Voilà un jeune homme qui, par l’autoportrait, prend sûrement conscience de sa valeur et des lignes majeures de son destin, accouchant ainsi de lui-même.
Ce pourrait être là le portrait d’un navigateur, d’un bandit ou d’un saint, d’un homme de grand air, quoi ! Bref, celui d’une forte tête, celle, pourquoi pas, d’un Robinson à l'abord, il est vrai, quelque peu plus farouche qu'amène.
1933, c’est l’année où Giono, cousin de son père, le surnomme Dionysos, le décrivant par ailleurs, témoignage parlant : Nu et cru, sans grappillage de droite et de gauche dans les vignes du voisin, conformément à ce qui est donc déjà, en fait, son propre credo d’artiste autodidacte ; confirmant lui-même, bien plus tard, cette juste remarque de haute époque par une déclaration aujourd'hui encore et toujours aussi étonnante pour moi qu'au moment, croyez-moi, où je l'ai entendue : Les premiers vrais tableaux que je vis, ce furent les miens !
Il faut se connaître, bien se connaître sous toutes les coutures, pour s’imposer ainsi sans erreur et sans maladresse dans un tout premier autoportrait, de plus si fidèlement figuratif.
Il y fait une halte que l’on devine nécessaire, posté et représenté en buste devant une fenêtre, à la croisée de son destin, comme pour y faire le point. D’où ce regard grave, sans inquiétude, mais interrogateur, contrastant avec l’indécision du paysage devant lequel il émerge, puissant, en figure de proue.
Sa virilité et le foisonnement de sa vie intérieure sont dits par la chevelure bouclée et l’abondance de sa barbe en collier, tandis que sa sensibilité transparaît, elle, dans le dessin et la couleur délicate de l’oreille, mais surtout de la bouche. Sa force s’impose, évidente, par la ligne montante du cou puissant. Sa sincérité, enfin, est toute entière dans le regard direct et la plastique nudité du torse.
Voulant aller à l’essentiel, aucun objet fétiche ou familier n’est disposé autour de lui.
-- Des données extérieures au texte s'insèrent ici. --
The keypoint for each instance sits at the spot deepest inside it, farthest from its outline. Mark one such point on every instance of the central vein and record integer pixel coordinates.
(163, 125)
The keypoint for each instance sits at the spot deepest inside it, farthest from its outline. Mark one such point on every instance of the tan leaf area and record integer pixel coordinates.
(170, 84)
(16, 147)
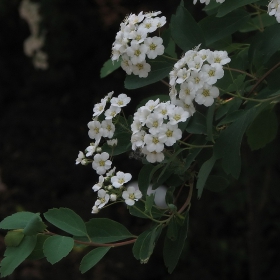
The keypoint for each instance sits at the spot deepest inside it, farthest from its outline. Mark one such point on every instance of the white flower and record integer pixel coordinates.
(101, 163)
(98, 185)
(80, 158)
(113, 142)
(141, 69)
(206, 95)
(121, 101)
(131, 195)
(120, 179)
(94, 210)
(155, 47)
(178, 115)
(103, 199)
(136, 52)
(108, 128)
(95, 130)
(112, 112)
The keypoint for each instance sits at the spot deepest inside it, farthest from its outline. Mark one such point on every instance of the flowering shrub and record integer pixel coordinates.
(187, 138)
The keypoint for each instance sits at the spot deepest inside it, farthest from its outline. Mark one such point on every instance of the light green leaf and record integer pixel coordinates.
(263, 129)
(17, 221)
(229, 6)
(109, 67)
(160, 68)
(203, 174)
(92, 258)
(14, 256)
(145, 243)
(57, 247)
(173, 249)
(67, 220)
(13, 238)
(215, 28)
(185, 31)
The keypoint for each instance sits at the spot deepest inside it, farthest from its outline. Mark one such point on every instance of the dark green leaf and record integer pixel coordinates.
(14, 256)
(67, 220)
(263, 129)
(203, 174)
(92, 258)
(13, 238)
(173, 249)
(102, 230)
(57, 247)
(228, 144)
(215, 28)
(17, 221)
(185, 31)
(216, 183)
(109, 67)
(160, 68)
(229, 6)
(34, 226)
(145, 243)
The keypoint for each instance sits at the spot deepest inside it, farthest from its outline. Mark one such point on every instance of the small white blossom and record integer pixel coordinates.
(101, 163)
(131, 195)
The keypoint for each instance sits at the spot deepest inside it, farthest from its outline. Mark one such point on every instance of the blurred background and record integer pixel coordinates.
(51, 53)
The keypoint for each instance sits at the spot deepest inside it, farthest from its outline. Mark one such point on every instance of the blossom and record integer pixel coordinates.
(120, 179)
(101, 163)
(131, 195)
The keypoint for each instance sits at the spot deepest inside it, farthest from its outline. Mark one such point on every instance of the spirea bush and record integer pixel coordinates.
(218, 89)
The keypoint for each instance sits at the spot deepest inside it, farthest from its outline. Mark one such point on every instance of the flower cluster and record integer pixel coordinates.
(111, 188)
(194, 75)
(273, 9)
(208, 1)
(105, 129)
(155, 126)
(132, 43)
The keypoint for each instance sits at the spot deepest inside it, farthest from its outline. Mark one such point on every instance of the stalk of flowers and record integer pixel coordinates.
(208, 1)
(273, 9)
(194, 76)
(111, 188)
(100, 130)
(155, 127)
(132, 43)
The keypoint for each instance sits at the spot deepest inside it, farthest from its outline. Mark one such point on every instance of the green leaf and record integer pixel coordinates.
(254, 23)
(203, 174)
(17, 221)
(264, 45)
(67, 220)
(173, 249)
(160, 68)
(216, 183)
(108, 67)
(102, 230)
(197, 124)
(13, 238)
(57, 247)
(14, 256)
(228, 144)
(92, 258)
(263, 129)
(145, 243)
(34, 226)
(215, 28)
(185, 31)
(38, 252)
(144, 177)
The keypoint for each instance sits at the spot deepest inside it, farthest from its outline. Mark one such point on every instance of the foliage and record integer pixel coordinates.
(208, 156)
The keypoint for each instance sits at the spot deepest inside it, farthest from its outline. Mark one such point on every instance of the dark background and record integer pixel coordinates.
(43, 124)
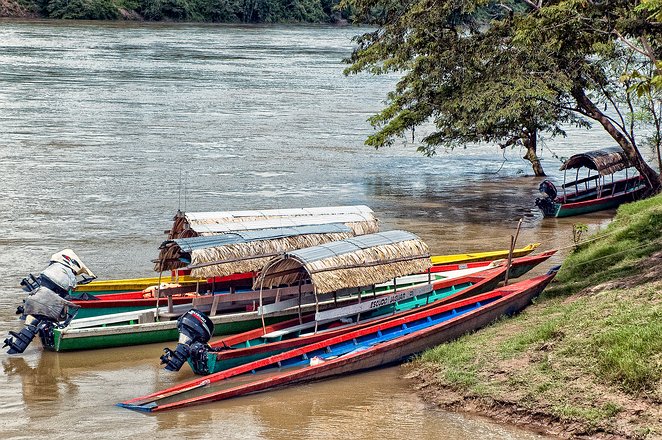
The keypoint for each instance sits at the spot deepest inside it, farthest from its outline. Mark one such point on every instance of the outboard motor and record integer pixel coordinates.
(548, 195)
(195, 330)
(45, 307)
(548, 188)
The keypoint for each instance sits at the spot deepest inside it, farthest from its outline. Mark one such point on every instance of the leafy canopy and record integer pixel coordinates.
(482, 70)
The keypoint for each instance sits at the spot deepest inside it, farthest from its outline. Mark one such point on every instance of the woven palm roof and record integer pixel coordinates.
(605, 161)
(359, 261)
(193, 224)
(243, 251)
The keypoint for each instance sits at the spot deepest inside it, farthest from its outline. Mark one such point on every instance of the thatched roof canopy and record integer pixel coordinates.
(193, 224)
(243, 251)
(358, 261)
(605, 161)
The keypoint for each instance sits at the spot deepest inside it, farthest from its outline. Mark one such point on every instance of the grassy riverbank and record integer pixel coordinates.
(586, 359)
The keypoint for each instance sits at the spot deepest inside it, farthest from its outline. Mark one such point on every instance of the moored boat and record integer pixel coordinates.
(237, 349)
(482, 256)
(408, 255)
(370, 347)
(593, 192)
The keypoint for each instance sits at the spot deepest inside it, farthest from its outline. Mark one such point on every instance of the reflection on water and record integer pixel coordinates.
(98, 119)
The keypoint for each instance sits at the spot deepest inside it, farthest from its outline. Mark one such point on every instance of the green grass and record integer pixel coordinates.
(585, 360)
(616, 252)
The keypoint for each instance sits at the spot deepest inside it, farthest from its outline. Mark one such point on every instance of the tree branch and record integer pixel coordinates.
(630, 45)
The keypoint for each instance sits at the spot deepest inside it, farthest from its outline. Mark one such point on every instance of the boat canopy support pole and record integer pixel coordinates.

Il se déshabille corps et âme du regard sans s’attacher à en faire une histoire. Voilà ma version. Celle du même Serge vieillissant interrogé un jour à brûle-pourpoint sur cette œuvre de jeunesse fut pour le moins sans baratin – comme à son habitude quand il s’agissait pour lui de parler de sa peinture sans pouvoir passer son tour –, plutôt lapidaire : J’avais la tentation d’aborder le portrait. Alors autant commencer par le mien, et c’était tant pis si je le ratais !

André Lombard

Articles connexes :
Serge Fiorio, semeur de songes
Un autre poète de la famille
HCB, une évocation

Sur le même thème

Aucun commentaire pour ce contenu.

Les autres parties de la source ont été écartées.